Are we too busy? Too busy to slow down and enjoy life. Running from one thing to the next. Juggling the people in our lives like they are one more obligation to manage. Making time for the unimportant while neglecting the important. I know we have seasons in our lives where things can be crazy. I have lived through those seasons and they can be draining. But what happens when we stay busy all of the time. Never slowing down to reflect, not taking the time to invest in people, chasing after something that doesn't really fulfill us, realizing too late that those around us are gone, wondering how we drifted so far away from God. It isn't very hard to get there. We wake up and all of the sudden we realize we can't remember the last time we had a real talk with our wives that didn't revolve around the kids, or work, or finances. We realize the friends we used to talk with about our dreams, the people we used to have fun together with, they no longer call. The job we invest so much of our time in decides to go in a different direction and we become unnecessary. The "must see" show that we manage to watch every week goes off the air.

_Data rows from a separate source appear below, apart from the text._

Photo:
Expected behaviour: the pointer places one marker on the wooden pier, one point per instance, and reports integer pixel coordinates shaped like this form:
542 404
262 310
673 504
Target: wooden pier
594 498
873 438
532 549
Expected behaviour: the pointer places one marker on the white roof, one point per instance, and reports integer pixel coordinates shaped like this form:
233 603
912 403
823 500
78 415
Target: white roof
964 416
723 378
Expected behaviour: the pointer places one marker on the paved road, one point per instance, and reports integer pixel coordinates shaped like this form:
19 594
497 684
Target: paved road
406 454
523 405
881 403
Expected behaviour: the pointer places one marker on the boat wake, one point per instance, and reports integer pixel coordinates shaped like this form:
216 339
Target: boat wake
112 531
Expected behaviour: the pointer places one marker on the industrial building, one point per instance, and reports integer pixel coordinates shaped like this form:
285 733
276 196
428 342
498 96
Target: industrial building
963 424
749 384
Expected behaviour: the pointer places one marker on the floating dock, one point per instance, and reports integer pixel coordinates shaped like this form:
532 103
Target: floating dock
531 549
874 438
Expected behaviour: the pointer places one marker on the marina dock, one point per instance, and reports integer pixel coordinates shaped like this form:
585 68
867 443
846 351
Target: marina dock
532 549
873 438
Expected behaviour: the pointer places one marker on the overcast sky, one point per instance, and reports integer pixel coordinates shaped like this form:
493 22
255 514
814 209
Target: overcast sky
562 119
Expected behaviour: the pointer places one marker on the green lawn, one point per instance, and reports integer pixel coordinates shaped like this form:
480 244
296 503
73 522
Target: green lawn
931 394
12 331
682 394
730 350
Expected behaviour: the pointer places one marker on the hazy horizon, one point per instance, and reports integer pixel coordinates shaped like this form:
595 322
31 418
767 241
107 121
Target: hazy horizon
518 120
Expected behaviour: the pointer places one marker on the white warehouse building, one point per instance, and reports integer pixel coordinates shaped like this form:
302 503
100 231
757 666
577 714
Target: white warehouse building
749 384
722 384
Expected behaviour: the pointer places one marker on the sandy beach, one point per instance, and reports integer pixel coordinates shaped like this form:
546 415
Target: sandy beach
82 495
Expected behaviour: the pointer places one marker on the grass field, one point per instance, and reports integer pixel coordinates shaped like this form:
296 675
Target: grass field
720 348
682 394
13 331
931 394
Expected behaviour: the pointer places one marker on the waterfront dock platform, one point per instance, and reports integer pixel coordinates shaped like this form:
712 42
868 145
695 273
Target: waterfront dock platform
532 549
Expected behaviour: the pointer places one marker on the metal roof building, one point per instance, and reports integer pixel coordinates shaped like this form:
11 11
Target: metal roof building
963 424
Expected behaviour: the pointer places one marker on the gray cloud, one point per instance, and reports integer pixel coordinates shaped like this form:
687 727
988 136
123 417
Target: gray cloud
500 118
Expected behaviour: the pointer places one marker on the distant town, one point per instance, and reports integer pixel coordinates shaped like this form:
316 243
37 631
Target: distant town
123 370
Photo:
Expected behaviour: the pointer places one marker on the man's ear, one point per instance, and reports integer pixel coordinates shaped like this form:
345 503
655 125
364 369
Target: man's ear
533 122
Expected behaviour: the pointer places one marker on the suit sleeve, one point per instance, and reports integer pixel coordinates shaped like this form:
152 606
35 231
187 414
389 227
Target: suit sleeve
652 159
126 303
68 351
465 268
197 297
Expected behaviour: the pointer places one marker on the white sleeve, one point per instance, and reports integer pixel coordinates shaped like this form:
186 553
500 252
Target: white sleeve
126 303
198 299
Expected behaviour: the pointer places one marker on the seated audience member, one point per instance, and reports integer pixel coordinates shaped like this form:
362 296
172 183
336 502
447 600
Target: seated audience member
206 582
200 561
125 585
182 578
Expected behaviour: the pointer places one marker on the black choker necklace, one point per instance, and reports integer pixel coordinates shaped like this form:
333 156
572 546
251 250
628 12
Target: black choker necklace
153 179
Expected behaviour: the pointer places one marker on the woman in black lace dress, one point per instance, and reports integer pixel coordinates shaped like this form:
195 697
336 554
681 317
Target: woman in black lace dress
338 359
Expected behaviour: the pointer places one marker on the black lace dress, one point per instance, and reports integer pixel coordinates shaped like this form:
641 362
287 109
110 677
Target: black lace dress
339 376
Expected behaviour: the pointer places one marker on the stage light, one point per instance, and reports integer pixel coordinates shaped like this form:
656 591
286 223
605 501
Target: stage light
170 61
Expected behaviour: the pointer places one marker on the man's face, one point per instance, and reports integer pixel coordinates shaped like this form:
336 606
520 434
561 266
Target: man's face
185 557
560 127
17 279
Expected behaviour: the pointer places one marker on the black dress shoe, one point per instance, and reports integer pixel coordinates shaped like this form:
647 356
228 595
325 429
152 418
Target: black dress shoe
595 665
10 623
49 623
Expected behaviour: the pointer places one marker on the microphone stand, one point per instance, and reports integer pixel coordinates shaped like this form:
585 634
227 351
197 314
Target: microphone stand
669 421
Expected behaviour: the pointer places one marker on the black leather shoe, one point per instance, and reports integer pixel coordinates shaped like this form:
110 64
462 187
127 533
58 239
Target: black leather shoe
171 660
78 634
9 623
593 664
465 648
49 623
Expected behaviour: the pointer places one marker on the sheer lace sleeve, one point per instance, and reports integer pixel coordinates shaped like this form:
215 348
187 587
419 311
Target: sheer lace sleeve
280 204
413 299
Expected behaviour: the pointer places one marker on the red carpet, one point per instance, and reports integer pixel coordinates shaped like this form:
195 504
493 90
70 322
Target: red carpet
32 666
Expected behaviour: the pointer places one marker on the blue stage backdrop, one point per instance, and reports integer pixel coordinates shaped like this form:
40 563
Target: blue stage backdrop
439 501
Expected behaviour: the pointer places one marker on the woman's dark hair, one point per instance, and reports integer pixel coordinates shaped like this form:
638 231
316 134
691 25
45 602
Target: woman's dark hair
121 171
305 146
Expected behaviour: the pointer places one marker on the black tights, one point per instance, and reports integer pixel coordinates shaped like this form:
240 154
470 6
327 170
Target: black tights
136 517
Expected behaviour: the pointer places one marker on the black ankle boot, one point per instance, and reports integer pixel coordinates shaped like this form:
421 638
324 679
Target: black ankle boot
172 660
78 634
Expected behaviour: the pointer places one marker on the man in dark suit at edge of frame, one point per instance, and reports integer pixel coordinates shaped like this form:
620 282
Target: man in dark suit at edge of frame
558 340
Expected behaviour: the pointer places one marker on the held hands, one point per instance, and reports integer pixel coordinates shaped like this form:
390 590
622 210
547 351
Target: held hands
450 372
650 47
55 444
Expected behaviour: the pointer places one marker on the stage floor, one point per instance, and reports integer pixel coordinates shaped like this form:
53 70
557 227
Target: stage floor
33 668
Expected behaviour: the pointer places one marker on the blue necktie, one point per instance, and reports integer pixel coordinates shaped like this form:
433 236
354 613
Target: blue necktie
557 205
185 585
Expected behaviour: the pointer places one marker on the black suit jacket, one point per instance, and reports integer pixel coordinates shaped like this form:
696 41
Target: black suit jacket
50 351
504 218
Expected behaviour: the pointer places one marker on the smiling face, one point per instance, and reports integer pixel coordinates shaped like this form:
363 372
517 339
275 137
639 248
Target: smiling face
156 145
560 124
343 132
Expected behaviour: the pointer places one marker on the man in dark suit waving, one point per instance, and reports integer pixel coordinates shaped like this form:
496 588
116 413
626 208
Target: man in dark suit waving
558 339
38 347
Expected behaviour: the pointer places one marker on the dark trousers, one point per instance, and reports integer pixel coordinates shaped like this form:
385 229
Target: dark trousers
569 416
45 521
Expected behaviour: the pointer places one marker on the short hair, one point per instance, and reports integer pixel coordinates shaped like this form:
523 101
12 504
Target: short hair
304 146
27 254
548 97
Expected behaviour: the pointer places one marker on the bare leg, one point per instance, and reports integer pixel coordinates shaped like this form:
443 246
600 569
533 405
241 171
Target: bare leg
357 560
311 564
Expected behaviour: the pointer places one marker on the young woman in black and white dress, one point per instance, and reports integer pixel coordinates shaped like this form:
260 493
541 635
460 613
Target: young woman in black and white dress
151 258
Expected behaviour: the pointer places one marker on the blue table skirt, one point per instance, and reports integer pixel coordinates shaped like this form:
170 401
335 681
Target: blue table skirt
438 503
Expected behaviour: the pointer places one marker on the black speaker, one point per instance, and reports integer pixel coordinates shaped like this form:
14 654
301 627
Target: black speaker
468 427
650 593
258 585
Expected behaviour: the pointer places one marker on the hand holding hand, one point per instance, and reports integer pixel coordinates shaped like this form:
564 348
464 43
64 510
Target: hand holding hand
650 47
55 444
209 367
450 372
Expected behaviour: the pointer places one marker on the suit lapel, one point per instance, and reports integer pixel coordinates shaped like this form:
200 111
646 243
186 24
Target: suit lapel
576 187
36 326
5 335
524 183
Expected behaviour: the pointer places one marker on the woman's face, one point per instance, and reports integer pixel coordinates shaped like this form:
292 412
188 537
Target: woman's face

Been reading through Ecclesiastes recently. It talks a lot about what we chase after. We each have 24 hour in a day. We all have the same amount to invest. Are you spending yours wisely? Are you investing in the things that matter or the things that squeak the loudest? Pause a moment and think about the important things to you, do those match with where your time is spent? If not, what are you going to do about it? Do you need to call someone? Make time to take your spouse out on a date and really talk? Spend some time listening to God? You will have a lot of things clamoring for you attention, but you get to decide how you will invest your 24 hours today.

1 comment:

jamie said...

I think its pretty humbling to think about what your life would be like if everything you chased after were suddenly gone. Thats kind of the thing my pessimistic mind latched on to thinking about the whole job thing and becoming unnecessary.

To be honest, Im not sure how we (me and my family) would handle something like that. Honestly, we have worked long and hard to get to this place where we are (still not enough- of course). We like the neighborhood we're in, the kids our kids play with, the new house etc.

Sometimes I wonder if our soul has gotten lost in the pursuit. (Just being honest).

I do a lot of good things. But some of the better things have slipped away.